Intravenous immunoglobuin therapy is used to treat certain individuals with AREM who are unresponsive or cannot tolerate corticosteroid therapy. Intravenous immunoglobuin is a concentrated solution of antibodies extracted from the blood of healthy donors. This therapy is used to treat various autoimmune diseasesbecause it can neutralize the action of autoantibodies, which are antibodies that mistakenly attack healthy tissue.

Plasmapheresis has also been used to treat people not responding to other forms of therapy. However, its use has only been described in a few specific cases. Plasmapheresis is a procedure, a method of removing unwanted substances (toxins, metabolic substances and parts of plasma) from the blood. The blood is removed from the patient and the blood cells are separated from the plasma. The patient's plasma is then replaced with another person's plasma and the blood is returned to the patient.

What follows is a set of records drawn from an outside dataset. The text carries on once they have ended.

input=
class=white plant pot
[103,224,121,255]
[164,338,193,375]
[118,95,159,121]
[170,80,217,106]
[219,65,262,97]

Forecast at wholesale electricity market

Corticosteroid therapy usually helps speed recovery from most symptoms of acute disseminated encephalomyelitis. The long-term prognosis for people with WECM is generally favorable. For most people, recovery begins within a few days, and within six months, most patients with AREM will have a complete or near complete recovery. Others may have mild to moderate life-long impairments, ranging from cognitive problems, weakness, vision loss, or numbness.

Severe cases of acute disseminated encephalomyelitis can be fatal, but this is very rare. AREM can recur, usually within a few months after the initial diagnosis, and is treated by restarting corticosteroid therapy. A small proportion of people who have been diagnosed with AREM may subsequently develop multiple sclerosis, but in there is currently no method or known risk factors to predict which patients she is will affect.